It’s not that Amanda Flavin and Sydni Powell, student government president and vice president, didn’t know what they were signing up for. After all, both served as senators for Associated Students last year.
But the way Flavin describes it, she wasn’t fully ready for something like this.
CSU’s 9 percent tuition increase for Fall 2012, on top of the 12 percent increase for this semester, has students frustrated, and some might turn to A.S. and question what it’s doing to alleviate the problem.
Flavin said she is upset, too.
“It’s really unfortunate that, one, the state legislature decides that education isn’t important enough to fully fund,” Flavin said. “But the response to that by the CSU is to increase tuition which isn’t fair to students currently attending school.”
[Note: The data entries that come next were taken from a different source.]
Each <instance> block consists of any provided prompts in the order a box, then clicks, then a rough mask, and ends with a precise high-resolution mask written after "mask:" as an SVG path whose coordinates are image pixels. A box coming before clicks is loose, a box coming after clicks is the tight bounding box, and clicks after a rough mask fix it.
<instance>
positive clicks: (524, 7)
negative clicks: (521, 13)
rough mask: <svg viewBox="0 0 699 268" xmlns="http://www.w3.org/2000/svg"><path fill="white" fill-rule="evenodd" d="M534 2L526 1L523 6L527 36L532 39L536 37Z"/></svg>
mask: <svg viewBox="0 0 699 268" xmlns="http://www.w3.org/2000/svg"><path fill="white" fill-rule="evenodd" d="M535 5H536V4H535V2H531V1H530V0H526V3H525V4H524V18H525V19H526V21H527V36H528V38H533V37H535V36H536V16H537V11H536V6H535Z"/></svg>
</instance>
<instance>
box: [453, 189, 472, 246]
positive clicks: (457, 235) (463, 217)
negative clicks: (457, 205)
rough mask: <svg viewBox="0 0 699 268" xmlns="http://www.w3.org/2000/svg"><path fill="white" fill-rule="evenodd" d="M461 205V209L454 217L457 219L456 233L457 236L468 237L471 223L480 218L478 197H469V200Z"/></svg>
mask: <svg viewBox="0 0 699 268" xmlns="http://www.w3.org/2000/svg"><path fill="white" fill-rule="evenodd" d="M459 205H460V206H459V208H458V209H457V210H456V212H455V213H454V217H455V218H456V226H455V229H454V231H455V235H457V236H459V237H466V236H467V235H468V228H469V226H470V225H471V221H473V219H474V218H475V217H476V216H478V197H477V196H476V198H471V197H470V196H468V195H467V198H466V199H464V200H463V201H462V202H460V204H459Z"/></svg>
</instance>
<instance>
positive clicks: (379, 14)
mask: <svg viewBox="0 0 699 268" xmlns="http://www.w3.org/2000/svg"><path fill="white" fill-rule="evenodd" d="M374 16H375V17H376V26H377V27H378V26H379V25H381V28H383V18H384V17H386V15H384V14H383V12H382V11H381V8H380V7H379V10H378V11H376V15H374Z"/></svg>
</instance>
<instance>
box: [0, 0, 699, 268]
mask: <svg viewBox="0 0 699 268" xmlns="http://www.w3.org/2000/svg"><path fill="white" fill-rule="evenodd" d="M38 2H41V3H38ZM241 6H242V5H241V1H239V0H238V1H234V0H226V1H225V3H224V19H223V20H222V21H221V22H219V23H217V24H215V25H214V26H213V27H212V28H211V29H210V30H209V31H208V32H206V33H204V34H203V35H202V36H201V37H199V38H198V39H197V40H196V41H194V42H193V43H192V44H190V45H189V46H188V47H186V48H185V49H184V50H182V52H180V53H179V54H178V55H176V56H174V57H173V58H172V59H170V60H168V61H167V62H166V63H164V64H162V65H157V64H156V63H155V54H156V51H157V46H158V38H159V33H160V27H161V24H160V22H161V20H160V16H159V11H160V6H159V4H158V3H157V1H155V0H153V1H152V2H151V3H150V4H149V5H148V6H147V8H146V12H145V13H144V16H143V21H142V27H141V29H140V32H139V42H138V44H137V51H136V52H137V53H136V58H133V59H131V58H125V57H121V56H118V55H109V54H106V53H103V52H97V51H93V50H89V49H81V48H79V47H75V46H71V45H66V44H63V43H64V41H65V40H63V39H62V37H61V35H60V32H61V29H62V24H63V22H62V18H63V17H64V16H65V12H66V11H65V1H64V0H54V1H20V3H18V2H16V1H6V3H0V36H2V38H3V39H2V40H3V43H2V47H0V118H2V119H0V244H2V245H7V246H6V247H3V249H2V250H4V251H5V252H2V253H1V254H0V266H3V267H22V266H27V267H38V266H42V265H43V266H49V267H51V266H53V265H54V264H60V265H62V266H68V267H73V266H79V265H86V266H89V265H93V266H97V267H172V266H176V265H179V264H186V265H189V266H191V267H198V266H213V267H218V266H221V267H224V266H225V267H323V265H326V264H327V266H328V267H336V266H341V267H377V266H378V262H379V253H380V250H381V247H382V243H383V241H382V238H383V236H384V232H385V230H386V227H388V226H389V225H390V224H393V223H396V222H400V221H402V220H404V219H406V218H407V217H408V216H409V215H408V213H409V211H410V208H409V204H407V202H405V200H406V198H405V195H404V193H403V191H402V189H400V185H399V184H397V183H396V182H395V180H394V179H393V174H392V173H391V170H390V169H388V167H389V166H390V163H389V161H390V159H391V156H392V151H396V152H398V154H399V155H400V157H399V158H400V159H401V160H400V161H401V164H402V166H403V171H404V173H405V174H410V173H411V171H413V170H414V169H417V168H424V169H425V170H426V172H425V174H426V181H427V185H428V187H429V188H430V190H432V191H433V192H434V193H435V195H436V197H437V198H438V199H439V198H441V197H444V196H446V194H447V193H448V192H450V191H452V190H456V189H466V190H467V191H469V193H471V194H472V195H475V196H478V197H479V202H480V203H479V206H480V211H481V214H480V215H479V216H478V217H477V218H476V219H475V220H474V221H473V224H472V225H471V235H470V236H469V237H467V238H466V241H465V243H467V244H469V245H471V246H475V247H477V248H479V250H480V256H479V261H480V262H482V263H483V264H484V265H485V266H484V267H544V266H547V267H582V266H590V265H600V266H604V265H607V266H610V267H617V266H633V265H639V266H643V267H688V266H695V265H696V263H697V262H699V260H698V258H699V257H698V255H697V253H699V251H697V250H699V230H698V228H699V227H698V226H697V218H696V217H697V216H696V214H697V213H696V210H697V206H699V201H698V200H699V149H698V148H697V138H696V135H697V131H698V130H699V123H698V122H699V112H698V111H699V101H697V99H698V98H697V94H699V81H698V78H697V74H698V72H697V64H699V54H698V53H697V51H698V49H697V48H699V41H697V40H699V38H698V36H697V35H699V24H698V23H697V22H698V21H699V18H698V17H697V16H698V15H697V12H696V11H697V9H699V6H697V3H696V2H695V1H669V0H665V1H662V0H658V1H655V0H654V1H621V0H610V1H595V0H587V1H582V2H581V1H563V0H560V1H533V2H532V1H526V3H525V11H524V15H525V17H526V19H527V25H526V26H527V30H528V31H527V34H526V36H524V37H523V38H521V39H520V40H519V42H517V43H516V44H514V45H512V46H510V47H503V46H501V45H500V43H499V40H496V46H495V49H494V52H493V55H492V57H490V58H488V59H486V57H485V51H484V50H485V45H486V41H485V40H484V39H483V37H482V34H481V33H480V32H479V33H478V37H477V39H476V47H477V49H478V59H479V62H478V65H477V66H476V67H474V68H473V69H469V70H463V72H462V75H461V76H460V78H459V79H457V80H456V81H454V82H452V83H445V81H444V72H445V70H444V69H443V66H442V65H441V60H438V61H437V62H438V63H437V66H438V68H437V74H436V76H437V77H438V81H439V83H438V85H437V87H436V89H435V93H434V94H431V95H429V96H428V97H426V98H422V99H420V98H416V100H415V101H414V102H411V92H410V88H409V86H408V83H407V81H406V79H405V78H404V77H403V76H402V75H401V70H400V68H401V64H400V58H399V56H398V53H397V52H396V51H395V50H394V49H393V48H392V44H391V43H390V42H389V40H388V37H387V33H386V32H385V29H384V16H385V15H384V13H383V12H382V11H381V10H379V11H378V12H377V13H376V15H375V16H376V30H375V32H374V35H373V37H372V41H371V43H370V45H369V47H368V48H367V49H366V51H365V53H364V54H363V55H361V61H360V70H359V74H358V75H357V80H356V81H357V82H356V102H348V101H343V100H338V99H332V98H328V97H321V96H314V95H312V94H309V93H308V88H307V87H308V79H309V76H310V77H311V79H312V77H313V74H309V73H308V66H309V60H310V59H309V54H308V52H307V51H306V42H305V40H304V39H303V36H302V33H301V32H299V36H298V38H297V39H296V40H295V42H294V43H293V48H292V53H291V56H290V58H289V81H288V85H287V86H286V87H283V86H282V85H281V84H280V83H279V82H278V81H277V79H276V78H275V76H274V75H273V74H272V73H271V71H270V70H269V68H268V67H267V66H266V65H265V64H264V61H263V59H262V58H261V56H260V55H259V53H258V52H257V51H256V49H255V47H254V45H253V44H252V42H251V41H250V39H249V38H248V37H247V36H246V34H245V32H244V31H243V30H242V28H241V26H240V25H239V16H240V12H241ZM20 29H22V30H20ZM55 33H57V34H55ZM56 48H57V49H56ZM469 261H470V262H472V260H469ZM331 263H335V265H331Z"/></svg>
“The most control I have over the state is to go and lobby state legislators and tell them all these horror stories I hear, as A.S. president, about students who can’t afford tuition.”
What Flavin and Powell can control is their campus visibility, something they recognize as needing to improve.
“We’re trying to reorganize our priorities and set time aside for that,” Powell said. “Hopefully next semester you will see us walking around more. It’s definitely a priority.”
Flavin said it’s not about one single issue that the duo needs to work on.
“But more so, how do we meet students’ needs, how are we communicating with them?” Flavin said.
Now that they have a semester of experience under their belt, Powell said their goal is to organize their priorities to what they can “realistically get done the next several months.”
Flavin’s goal is to better inform students of the legislative process, and try to improve CSUN’s legislative affairs branch and create a graduate assistant position to work there.
“I have a whole new respect for Conor than I did before,” Flavin said, referring to her predecessor, A.S. President Conor Lansdale. “It’s been a journey on how to balance class, work and projects with A.S. work.”
That work includes training senators, communicating with students and traveling.
Flavin and Powell both attend different CSU campuses once a month as a part of the California State Students Association (CSSA).
There, they meet with student leaders to discuss financial matters and how to better lobby state legislators for students’ needs.
This semester Flavin met with officials at the CSU chancellor’s office and with state legislators in Sacramento.
“Even though it’s a lot more than I thought it would be, it’s definitely been rewarding,” Flavin said. “I’ve learned a lot being A.S. president, whether it’s how to communicate with people, or finances of an organization, or knowing the politics of working on a university campus.”
Powell said she is the quieter one.
“I’m kind of in the process of learning how to manage people, how to inspire people to do the work on their own, things like that,” said Powell, who is also the CSSA technology officer, which requiring her to oversee specific technological needs in classrooms.
Vahan Khodanian, A.S. chief of staff, said both Flavin and Powell are “meticulous” in their work.
There’s also the issue of public perception. Khodanian said taking criticism – deserved or not – comes with the territory.
“A lot of people just want to be anti-establishment,” Khodanian said.
Students feel A.S. should be fighting for them, Khodanain said, and when they feel that’s not happening they look for where to place the blame.
“Obviously the first people they’re going to go to are the president and vice president,” he said.
Khodanian commended their hard work though, and said any shortcomings is not from a lack of trying.
“A lot of previous leaders I’ve seen will get frustrated and (their energy) will die out, especially toward the end of the semester, but they’ve stayed motivated,” he said.